Paul’s run on sentence begins in verse four and runs through verse seven. According to John Stott (201) this is “perhaps the fullest statement of salvation in the New Testament.” Perhaps it is one we should write on our hearts.
Twice in this passage, we see how the Trinity is at work. Distinct and in perfect unity. We should also note all the rich words: saved, righteousness, mercy, regeneration, renewal, grace, justified, hope, heirs, eternal life.
Verse 5 He saved us, not on the basis of deeds which we have done. The just shall live by faith! Not by works. Not by deeds.

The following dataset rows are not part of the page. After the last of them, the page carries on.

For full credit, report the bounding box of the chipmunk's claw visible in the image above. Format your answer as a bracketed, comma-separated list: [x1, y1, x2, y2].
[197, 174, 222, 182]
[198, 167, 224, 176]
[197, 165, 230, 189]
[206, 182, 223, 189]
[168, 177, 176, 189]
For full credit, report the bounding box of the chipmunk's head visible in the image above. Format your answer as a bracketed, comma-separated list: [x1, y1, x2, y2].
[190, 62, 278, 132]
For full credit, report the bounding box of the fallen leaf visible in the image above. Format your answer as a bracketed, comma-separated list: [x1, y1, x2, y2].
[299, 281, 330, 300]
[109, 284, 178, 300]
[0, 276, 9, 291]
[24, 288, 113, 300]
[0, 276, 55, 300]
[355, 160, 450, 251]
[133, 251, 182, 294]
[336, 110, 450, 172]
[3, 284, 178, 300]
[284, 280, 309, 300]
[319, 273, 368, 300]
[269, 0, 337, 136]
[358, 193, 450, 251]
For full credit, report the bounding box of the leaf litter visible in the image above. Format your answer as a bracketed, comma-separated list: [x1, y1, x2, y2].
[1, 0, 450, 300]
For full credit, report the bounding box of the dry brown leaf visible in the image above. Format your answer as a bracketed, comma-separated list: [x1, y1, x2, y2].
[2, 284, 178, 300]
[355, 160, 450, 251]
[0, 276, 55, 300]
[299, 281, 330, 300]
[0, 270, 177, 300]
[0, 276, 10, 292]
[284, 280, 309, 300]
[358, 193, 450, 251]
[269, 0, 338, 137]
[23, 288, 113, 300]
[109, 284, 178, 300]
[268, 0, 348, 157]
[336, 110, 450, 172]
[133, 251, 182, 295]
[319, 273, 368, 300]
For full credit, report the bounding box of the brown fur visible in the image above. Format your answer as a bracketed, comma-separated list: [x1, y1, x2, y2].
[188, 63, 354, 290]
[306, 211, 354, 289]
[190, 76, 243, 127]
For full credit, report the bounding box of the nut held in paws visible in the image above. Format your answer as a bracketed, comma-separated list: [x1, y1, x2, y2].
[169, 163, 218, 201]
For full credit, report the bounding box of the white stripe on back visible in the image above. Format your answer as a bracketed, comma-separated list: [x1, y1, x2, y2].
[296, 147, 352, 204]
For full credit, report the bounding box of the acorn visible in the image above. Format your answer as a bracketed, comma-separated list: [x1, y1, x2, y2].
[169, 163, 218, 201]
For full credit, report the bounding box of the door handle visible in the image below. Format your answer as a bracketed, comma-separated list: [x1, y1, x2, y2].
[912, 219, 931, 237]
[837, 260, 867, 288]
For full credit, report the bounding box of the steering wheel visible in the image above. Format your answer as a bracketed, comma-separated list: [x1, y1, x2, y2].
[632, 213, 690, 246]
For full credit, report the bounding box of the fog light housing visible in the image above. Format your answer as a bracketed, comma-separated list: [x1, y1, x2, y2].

Even deeds that appear good. Even deeds that are done with good intentions. None are good enough, truly and purely good. We depend on His deeds, His righteousness. Philippians 3:7-11
…but according to His mercy… This word evokes both the cross and resurrection–the work of His mercy, the riches of His mercy in action; His work on our behalf. Read and ponder: Ephesians 2:4f; 1 Peter 1:3.
…by the washing of regeneration; alluding to water baptism. Paul is stressing the sign that points to the thing symbolized, namely that the washing of baptism points to the inward reality of the Spirit’s washing. This signifies the cleansed conscience spoken of in Hebrews 9:8-14. In OT sacrifices, the sprinkling of the blood symbolized ritual cleansing–and now the water symbolizes our cleansing. The Spirit does the work of regeneration.
…and renewing of the Holy Spirit… Renewal, making all things new. He has not patched us up, or fixed what was broken. He has made us anew, renewed, born again.
….whom He poured out on us richly through Jesus Christ our Saviour… Pour, the very same word picture used in Romans 5:1-5, and from John 7 when Jesus stands up on the last day of the feast offering streams of living water to all who thirst.
According to the promise:
Galatians 3:14…in order that in Christ Jesus the blessing of Abraham might come to the Gentiles, so that we might receive the promised Spirit through faith.
Isaiah taught that God would pour out His Spirit, changing the wilderness into a fertile field (Isaiah 32:15ff). Also that the pouring out His Spirit would make the faithful like poplars or willows along the banks of an ever freshly flowing river (Isaiah 44:1-5). We are given the Spirit of Truth, Who is our true Helper according to the promises in John 14-16.
THROUGH!!! Jesus is the Mediator! No one comes to the Father but by Me, says Jesus. And the Father gives the promised Spirit to the Son to pour out, or to be poured out through, through our Mediator.
…so that being justified by His grace… Romans 3:21-26; 4, 5:1, 16-19.
….we would be made heirs according to the hope of eternal life. The true gospel always points to the eternal, not merely the here and now solutions we long for in life. Our hope is not an earthly hope. His Kingdom is not of this world. He will come back one day, to take us home; to the home He is preparing for us! And we wait, in hope; and therefore He is not ashamed to be called our God (Hebrews 11:16)! Romans 5:20-21; 8:17; Galatians 3:29; Ephesians 3:6; 2 Corinthians 4-5.
This is a trustworthy statement; and concerning these things I want you to speak confidently…
This is how the early church memorized it, to keep it and cling to it and remember and pass on and contend for the faith. May we too!!!